Market likely to test Feb lows; upswing seen by Dec: Veda Inv

Market will remain rangebound for a while, but is likely to test the lows seen in February, Jyotivardhan Jaipuria, Founder and Managing Director, Veda Investments, tells CNBC-TV18.

He attributes the ongoing relief rally to global factors, feel good sentiment in the wake of the Union Budget and the Fed decision to pause on rates.

He says the downtrend, when it comes, will be largely driven by global factors.

“If global markets correct, India will be part of it,” he says. He recommends investors to buy on dips as the market is likely to trend up by the end of this calendar.

He sees a gradual bottoming out of the economy and an uptick in corporate earnings December quarter onwards as being the key drivers.

He says the implementation of the Seventh Pay Commission, a good monsoon and rate cuts feeding into the economy will improve sentiment for equities.

According to Jaipuria, pharma stocks are not cheap at current levels, but investors can hold on to them. He expects volatility in these shares in the run up to the Presidential elections in the US.

He does not see crude prices rallying too much this year as the demand equation is still weak.


Below is the transcript of Jyotivardhan Jaipuria’s interview with Reema Tendulkar and Latha Venkatesh on CNBC-TV18.


Latha: Since we last spoke, the market has moved a good 10-11 percent and the bulls still keeping a strong hold on the markets. Do you think most of the good news is factored in or at least, the overreaction to bad news is over? Would you still have the courage to buy here?

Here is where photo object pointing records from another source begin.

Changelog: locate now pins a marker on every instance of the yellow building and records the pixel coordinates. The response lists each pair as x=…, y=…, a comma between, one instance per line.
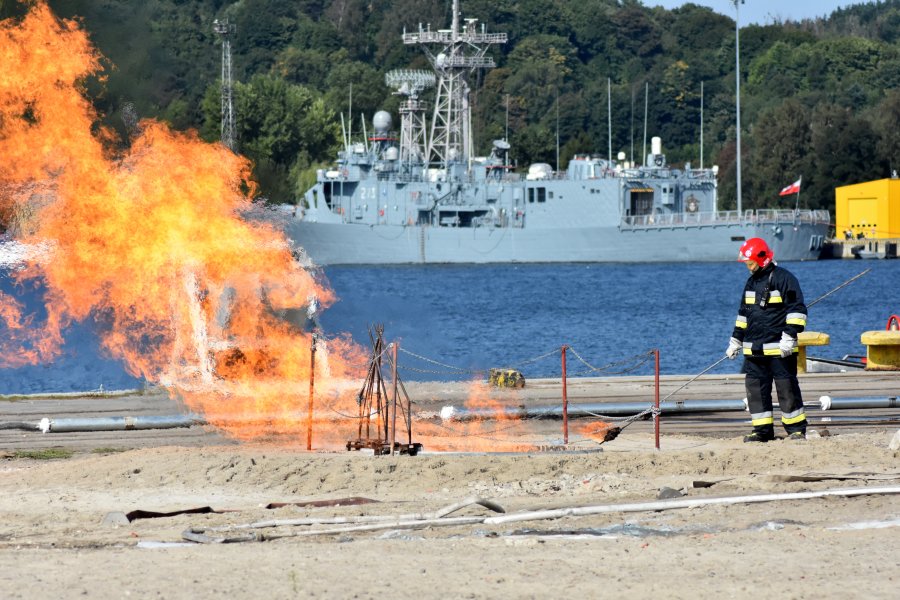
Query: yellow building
x=868, y=210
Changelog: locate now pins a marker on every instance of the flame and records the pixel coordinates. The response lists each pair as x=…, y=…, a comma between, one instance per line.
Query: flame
x=503, y=431
x=160, y=245
x=599, y=431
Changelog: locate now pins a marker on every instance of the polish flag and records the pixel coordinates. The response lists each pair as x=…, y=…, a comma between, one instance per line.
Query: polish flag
x=794, y=188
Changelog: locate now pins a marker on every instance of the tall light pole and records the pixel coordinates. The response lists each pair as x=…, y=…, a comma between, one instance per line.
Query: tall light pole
x=737, y=78
x=229, y=130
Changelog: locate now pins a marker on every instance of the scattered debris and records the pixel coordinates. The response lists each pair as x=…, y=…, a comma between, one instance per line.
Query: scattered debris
x=810, y=477
x=705, y=484
x=666, y=492
x=895, y=441
x=351, y=501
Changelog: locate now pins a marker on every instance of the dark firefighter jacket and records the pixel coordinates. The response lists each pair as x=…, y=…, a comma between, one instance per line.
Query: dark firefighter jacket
x=772, y=303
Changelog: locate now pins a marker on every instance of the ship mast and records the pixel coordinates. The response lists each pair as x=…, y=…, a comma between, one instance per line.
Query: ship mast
x=229, y=131
x=413, y=133
x=460, y=51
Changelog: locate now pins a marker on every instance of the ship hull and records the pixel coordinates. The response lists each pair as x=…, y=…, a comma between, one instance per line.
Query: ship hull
x=347, y=244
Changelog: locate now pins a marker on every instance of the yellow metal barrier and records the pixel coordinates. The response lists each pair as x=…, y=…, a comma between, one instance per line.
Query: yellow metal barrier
x=506, y=378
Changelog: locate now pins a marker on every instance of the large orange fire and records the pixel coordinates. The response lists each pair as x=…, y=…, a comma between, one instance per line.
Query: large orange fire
x=158, y=244
x=154, y=243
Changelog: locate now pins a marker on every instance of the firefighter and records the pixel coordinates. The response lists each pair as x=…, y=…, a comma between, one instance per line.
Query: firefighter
x=770, y=316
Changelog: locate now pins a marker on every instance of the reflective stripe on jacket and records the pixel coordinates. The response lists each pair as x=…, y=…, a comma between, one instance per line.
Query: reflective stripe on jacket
x=763, y=316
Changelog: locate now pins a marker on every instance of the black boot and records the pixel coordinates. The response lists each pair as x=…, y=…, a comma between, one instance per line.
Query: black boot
x=757, y=436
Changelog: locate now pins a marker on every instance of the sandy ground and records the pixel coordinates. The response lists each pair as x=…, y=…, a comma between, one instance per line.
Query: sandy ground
x=54, y=542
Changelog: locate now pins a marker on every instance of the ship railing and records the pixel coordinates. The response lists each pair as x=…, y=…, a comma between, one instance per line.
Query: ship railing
x=725, y=217
x=792, y=216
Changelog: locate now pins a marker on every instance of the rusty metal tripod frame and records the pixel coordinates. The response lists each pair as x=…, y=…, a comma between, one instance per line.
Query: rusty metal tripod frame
x=375, y=403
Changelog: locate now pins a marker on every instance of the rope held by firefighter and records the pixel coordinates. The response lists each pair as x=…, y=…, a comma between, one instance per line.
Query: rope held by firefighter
x=822, y=297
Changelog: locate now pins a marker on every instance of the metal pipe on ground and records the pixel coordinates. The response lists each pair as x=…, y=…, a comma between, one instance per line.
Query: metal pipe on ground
x=118, y=423
x=633, y=408
x=686, y=503
x=590, y=410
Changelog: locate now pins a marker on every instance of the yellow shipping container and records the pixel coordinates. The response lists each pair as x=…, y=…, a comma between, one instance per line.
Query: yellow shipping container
x=868, y=210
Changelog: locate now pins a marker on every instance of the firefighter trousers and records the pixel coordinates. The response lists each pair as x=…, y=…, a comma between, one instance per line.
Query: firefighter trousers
x=761, y=372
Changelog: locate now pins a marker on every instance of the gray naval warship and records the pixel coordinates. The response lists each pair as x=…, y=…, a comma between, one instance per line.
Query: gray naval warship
x=420, y=195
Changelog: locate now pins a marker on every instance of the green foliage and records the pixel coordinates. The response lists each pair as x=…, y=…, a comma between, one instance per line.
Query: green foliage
x=818, y=97
x=44, y=454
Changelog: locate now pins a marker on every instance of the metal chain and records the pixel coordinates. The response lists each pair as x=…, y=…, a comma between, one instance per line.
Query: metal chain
x=627, y=420
x=440, y=364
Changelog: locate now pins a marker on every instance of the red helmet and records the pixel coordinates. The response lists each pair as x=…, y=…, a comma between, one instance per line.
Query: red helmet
x=757, y=250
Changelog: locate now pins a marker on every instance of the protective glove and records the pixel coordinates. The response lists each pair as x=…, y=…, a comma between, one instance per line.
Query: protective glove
x=786, y=345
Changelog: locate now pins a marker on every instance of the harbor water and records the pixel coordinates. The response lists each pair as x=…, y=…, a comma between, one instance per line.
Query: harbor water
x=477, y=317
x=467, y=319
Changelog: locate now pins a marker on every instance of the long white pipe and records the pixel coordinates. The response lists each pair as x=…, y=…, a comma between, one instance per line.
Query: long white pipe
x=559, y=513
x=633, y=408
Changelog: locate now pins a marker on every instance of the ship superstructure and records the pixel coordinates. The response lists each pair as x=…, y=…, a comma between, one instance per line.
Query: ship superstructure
x=423, y=197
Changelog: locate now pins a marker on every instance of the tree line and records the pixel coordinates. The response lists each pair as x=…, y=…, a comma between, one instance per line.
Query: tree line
x=820, y=98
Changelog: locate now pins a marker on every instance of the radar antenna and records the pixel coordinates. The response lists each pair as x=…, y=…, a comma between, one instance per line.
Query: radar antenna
x=451, y=126
x=413, y=133
x=229, y=131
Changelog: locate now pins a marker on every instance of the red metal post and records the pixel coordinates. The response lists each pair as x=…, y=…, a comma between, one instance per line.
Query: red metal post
x=312, y=391
x=656, y=403
x=565, y=399
x=394, y=416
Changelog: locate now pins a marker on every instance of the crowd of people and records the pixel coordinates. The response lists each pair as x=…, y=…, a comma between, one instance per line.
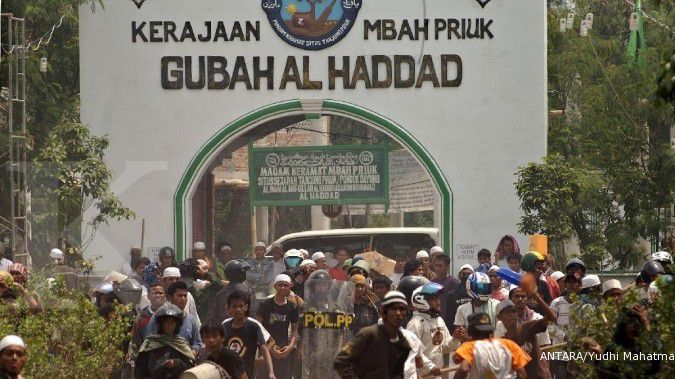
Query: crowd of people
x=243, y=318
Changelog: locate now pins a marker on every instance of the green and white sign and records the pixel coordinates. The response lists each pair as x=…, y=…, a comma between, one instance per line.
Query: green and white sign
x=317, y=175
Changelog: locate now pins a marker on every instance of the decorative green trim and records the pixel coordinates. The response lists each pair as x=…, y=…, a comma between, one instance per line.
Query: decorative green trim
x=294, y=107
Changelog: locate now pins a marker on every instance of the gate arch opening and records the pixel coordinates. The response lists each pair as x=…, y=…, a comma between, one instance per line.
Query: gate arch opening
x=301, y=109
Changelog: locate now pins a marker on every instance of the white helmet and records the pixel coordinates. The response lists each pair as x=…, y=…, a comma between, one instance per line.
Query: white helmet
x=662, y=256
x=422, y=293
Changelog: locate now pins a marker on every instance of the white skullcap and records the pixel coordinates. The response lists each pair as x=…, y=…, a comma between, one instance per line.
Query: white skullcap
x=436, y=249
x=318, y=255
x=557, y=275
x=610, y=285
x=282, y=278
x=171, y=272
x=466, y=266
x=11, y=340
x=589, y=281
x=394, y=297
x=292, y=253
x=307, y=262
x=56, y=254
x=422, y=254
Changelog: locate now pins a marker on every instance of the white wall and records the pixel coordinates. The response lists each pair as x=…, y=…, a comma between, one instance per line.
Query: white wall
x=479, y=132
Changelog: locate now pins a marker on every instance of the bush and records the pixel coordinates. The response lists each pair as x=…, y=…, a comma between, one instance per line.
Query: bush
x=601, y=324
x=68, y=339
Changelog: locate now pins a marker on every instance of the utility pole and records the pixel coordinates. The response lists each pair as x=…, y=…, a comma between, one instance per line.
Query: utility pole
x=16, y=120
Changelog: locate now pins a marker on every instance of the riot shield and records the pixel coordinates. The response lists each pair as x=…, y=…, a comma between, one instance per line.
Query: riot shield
x=327, y=314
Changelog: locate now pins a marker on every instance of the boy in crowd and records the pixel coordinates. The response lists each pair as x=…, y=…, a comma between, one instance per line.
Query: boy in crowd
x=558, y=330
x=483, y=260
x=384, y=350
x=479, y=288
x=426, y=323
x=457, y=297
x=277, y=314
x=487, y=357
x=213, y=336
x=381, y=285
x=513, y=260
x=526, y=333
x=157, y=298
x=245, y=336
x=177, y=294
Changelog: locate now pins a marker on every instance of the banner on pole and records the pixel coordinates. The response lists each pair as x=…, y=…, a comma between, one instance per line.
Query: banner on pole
x=319, y=175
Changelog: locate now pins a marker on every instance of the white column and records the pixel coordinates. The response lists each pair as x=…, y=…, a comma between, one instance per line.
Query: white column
x=262, y=224
x=317, y=138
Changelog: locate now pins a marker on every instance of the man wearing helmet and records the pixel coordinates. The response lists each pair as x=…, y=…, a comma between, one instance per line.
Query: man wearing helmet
x=427, y=324
x=165, y=354
x=665, y=259
x=479, y=288
x=384, y=350
x=534, y=264
x=235, y=273
x=365, y=310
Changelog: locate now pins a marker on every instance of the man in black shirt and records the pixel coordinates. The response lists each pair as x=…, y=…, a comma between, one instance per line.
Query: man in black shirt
x=277, y=314
x=213, y=337
x=244, y=336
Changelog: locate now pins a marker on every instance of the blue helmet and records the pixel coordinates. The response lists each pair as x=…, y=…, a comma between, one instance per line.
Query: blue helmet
x=478, y=286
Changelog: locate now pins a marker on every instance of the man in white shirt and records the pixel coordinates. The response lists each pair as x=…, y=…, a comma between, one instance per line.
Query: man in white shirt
x=172, y=275
x=479, y=288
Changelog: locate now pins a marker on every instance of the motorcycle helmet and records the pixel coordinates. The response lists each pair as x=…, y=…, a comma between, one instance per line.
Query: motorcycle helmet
x=576, y=262
x=166, y=252
x=362, y=265
x=410, y=283
x=529, y=260
x=169, y=310
x=292, y=259
x=662, y=257
x=478, y=286
x=235, y=270
x=422, y=294
x=650, y=271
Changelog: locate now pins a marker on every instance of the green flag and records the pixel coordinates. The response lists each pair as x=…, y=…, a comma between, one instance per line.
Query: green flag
x=636, y=42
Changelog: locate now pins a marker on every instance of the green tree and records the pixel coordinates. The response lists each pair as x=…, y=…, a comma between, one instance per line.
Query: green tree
x=608, y=174
x=68, y=174
x=68, y=339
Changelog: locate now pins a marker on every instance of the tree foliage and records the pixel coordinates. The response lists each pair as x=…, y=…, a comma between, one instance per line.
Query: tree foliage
x=68, y=339
x=608, y=175
x=67, y=173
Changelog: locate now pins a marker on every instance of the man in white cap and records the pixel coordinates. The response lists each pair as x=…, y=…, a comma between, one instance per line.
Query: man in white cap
x=277, y=314
x=423, y=257
x=278, y=254
x=261, y=274
x=57, y=255
x=611, y=289
x=320, y=259
x=172, y=275
x=199, y=252
x=587, y=301
x=367, y=355
x=5, y=263
x=458, y=297
x=12, y=357
x=59, y=268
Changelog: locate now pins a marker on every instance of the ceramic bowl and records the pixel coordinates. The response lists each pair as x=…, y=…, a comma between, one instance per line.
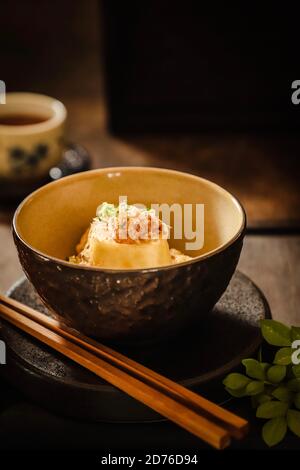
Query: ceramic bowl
x=127, y=305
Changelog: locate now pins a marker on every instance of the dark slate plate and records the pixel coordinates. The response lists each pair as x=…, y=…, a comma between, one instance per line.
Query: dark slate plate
x=199, y=358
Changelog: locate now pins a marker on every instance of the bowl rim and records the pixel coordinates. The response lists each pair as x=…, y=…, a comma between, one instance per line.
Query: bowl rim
x=119, y=169
x=20, y=98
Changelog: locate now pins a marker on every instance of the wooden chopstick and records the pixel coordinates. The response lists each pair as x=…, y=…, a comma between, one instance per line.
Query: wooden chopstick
x=236, y=426
x=155, y=399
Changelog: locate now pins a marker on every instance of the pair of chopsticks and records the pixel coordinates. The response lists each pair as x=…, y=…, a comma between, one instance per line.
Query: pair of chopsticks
x=196, y=414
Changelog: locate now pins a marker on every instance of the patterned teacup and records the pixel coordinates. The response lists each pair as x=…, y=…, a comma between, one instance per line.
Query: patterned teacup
x=31, y=135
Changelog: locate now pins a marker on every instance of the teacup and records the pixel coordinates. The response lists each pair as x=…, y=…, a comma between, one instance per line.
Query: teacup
x=31, y=135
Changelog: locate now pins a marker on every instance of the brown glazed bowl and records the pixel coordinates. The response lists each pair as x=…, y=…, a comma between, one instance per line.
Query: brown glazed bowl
x=127, y=305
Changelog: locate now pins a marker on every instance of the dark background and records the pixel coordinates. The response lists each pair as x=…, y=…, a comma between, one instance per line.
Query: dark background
x=201, y=86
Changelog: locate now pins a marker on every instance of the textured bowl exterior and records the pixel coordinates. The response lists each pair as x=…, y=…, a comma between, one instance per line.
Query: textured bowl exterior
x=131, y=306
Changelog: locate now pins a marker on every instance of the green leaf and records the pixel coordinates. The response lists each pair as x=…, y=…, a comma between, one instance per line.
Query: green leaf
x=236, y=381
x=297, y=400
x=295, y=358
x=293, y=420
x=272, y=409
x=282, y=393
x=274, y=431
x=236, y=393
x=263, y=398
x=265, y=366
x=296, y=370
x=294, y=385
x=276, y=333
x=295, y=332
x=254, y=369
x=283, y=356
x=276, y=374
x=255, y=387
x=259, y=354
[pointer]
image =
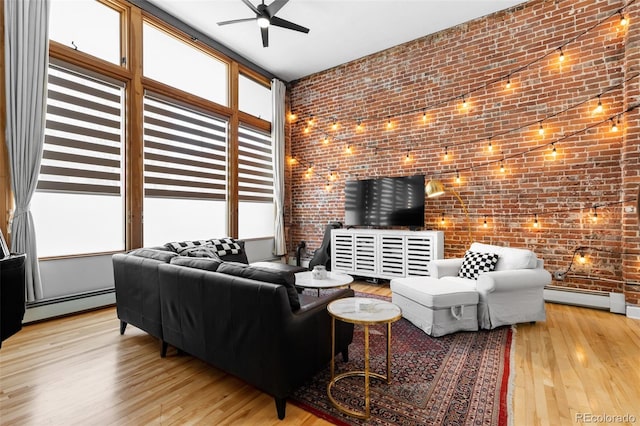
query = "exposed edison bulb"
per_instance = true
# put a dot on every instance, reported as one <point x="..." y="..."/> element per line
<point x="623" y="20"/>
<point x="599" y="108"/>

A: We have seen what typically happens when the market test a bottom and then try to rebound up. We have seen a relief rally. A lot of this is global though part of it was also just a relief from the Budget.


Three major central banks have spoken in the last two weeks and what they have done is they have probably reversed a lot of the consensus trades which were there. So, essentially, the dollar has now been weakening because of that you are starting to see commodity markets and correspondingly equity markets do well.


So, we have seen that sort of trade play out, it may play out a bit more, but we will now get a more range bound phase in the market where market starts to absorb these gains which they have had from the lows. My guess is that some point over the next three-four months, we will again try and test the earlier lows which we saw in February. So, it is a market which probably will be range bound for the next few months and then we will probably try and see it drift down a bit and again maybe test closer to those lows.


Reema: So, as of now, you will not recommend a buy because you do anticipate a bigger fall coming through in the market?


A: It is more like, now it is the market over the next three-four months which is more like a range bound market, so the February lows are like the bottom for the market and the market will move in a narrow range. So, it is a time where on bad news, on dips in the market, you have to buy because the later part of the year is going to be much better for the equity markets.


Latha: Do you suspect that even 6,800 could be breached on the lower side?


A: We may not breach there but we will probably reach somewhere near that level whether it is 6,800-7,000.


Latha: You mean because of the fourth quarter numbers?


A: It will be a combination of two-three factors. One, in India, the numbers will continue to be poor. The second is going to be global, so it is more going to be a global, any correction like that will be more global rather than India. And if global markets correct, then India will be part of it.